This is a difficult task for most of us. We have a multitude of bias’ and we have a need to ‘be right’. We are witnessing the practice of living prejudices and proclaiming they are Godly, we are watching, some of us in horror, leaders, elected officials, proclaim the ‘right’ to subjugate people they are afraid of, people who challenge the status quo, to be heretics, to be the cause of the ills of our world. This happens daily to Jews, to Muslims, to people of color, to the ‘rebels’ in dictatorships, and too many of us “stand idly by the bloods of our neighbor”. Whether it is in the Middle East, in Ukraine, in Washington DC, in our own neighborhoods, Rabbi Heschel is reminding us of our duty as human beings to care for one another, to remember we are all created from the “mold of Adam” and we all have infinite dignity and worth. We cannot, however, join with the terrorists, join with the idolators, join with the demons who invade our lives through treachery, through mendacity, through self-deception, etc. I am hearing and experiencing Rabbi Heschel’s call to ‘get our own house in order’, to let go of our need to calculate which side will be best for us and join the side of God, join the side of doing the next right thing-no matter the cost because the cost of joining the side of the demons, the side of the idolators, the side of the terrorists is destruction, is the killing of the Godliness that is within each of us. It is hard to discern at times and the noise from the demons seems to fill our heads with so much deception we want to equivocate, we want to make moral equivalency, we become paralyzed and/or we join with the idolators believing they are speaking the words of God. We see this with the Republican Party’s bowing down to Donald Trump/authoritarianism, we see this with the people who believe fight sensible gun control, we see this with the people who believe they should control a woman’s body, the rights of LGBTQ+, make this a ‘Christian Nation’ which is troubling for those of us who are not ‘Christian’, for those of us who don’t believe they are promoting Christ’s agenda nor God’s.

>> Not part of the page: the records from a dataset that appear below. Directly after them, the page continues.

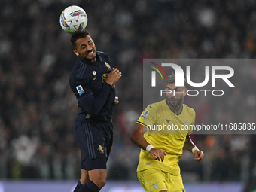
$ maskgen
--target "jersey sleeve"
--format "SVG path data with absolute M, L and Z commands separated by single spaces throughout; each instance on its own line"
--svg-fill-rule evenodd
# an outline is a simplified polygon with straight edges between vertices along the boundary
M 155 124 L 157 118 L 157 110 L 151 108 L 149 105 L 142 113 L 136 123 L 142 125 L 148 128 L 150 126 Z
M 78 82 L 73 87 L 73 92 L 78 99 L 78 105 L 83 108 L 87 113 L 92 116 L 97 116 L 102 107 L 105 105 L 112 87 L 105 83 L 97 96 L 94 96 L 88 84 L 80 84 Z
M 191 118 L 192 118 L 192 121 L 191 121 L 191 126 L 189 126 L 189 129 L 187 130 L 187 135 L 191 135 L 193 133 L 193 128 L 194 127 L 195 125 L 195 120 L 196 120 L 196 112 L 194 109 L 191 110 Z

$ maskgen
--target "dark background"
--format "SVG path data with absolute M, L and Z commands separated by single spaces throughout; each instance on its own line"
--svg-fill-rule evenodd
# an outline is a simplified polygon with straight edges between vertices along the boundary
M 109 179 L 136 180 L 139 149 L 130 136 L 143 110 L 143 59 L 255 57 L 252 0 L 72 4 L 85 10 L 97 50 L 107 53 L 111 66 L 123 74 L 116 84 L 120 104 Z M 68 82 L 77 57 L 71 35 L 59 21 L 72 5 L 65 0 L 0 0 L 0 178 L 78 179 L 80 151 L 72 136 L 78 108 Z M 236 89 L 218 106 L 212 98 L 186 99 L 197 123 L 237 118 L 256 123 L 256 65 L 234 70 Z M 254 135 L 194 135 L 193 139 L 206 158 L 197 163 L 184 151 L 184 182 L 255 181 Z

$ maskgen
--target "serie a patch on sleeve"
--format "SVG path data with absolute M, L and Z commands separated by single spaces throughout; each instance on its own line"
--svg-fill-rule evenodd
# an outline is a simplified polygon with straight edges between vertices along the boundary
M 84 93 L 84 90 L 83 87 L 81 85 L 78 85 L 75 87 L 77 88 L 77 90 L 78 92 L 79 96 Z
M 149 114 L 149 111 L 147 110 L 147 111 L 145 111 L 145 113 L 142 115 L 142 117 L 143 119 L 146 119 L 148 114 Z

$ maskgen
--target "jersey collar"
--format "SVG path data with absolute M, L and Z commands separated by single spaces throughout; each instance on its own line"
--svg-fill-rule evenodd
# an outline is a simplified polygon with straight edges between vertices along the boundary
M 90 62 L 81 59 L 80 56 L 78 57 L 78 59 L 81 62 L 94 68 L 98 68 L 99 62 L 102 62 L 102 59 L 99 56 L 98 53 L 96 53 L 96 62 Z

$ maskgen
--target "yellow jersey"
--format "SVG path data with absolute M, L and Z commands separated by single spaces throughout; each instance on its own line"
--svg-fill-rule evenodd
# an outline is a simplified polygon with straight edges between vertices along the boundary
M 178 161 L 186 136 L 192 133 L 195 117 L 194 110 L 185 104 L 183 104 L 179 114 L 170 109 L 167 99 L 148 105 L 136 123 L 148 129 L 144 134 L 146 141 L 155 148 L 162 149 L 167 155 L 161 162 L 154 160 L 149 152 L 142 149 L 137 171 L 157 169 L 179 175 Z

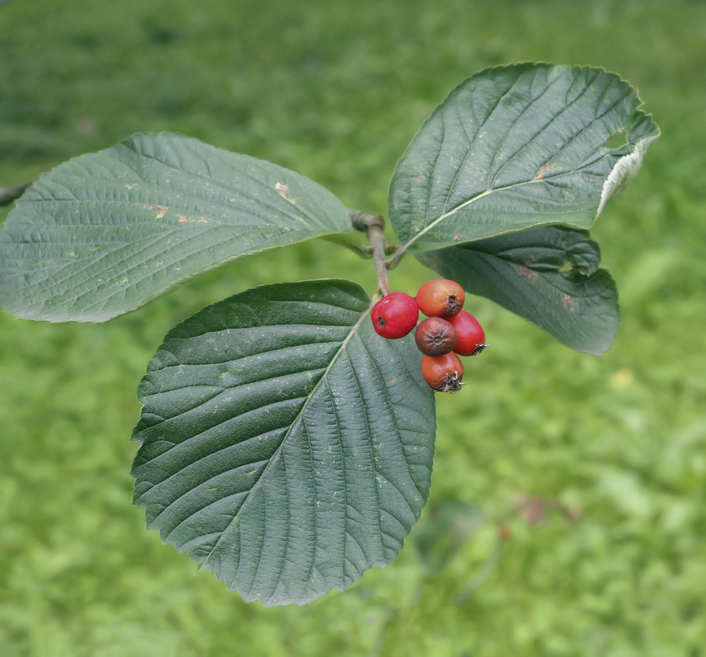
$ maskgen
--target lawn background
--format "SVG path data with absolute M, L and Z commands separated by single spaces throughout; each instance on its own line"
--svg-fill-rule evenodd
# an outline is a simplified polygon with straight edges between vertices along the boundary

In recovery, we are blessed by putting on a “new pair of glasses” and we repent for our choosing to allow the demons to invade us, rule us, to change us, to lead us to ruination of our selves and so many other people. We “made a decision to turn our will and our lives over to the care of God” so we can take a stand, so we no longer live in the neutrality of doing nothing, no longer live a life of taking a stand against God, no longer stand on the sidelines while our world burns.
T’Shuvah, recovery, studying Rabbi Heschel, have caused me to live differently than I did. There are times when the demons have invaded and I haven’t noticed, and I constantly am drawn back to serving God, to making my life and helping others make their lives “an altar to God”. I am not neutral, I take a stand for what is right and good, I am loud, abrasive, difficult in the face of mendacity and fight the demons that try to invade my life and the lives of other people. My ways may be politically incorrect, hard for people to hear, and standing with God is more important than being liked, famous, etc-this is how recovery, T’Shuvah, Torah, and Rabbi Heschel have changed me! God Bless and stay safe, Rabbi Mark.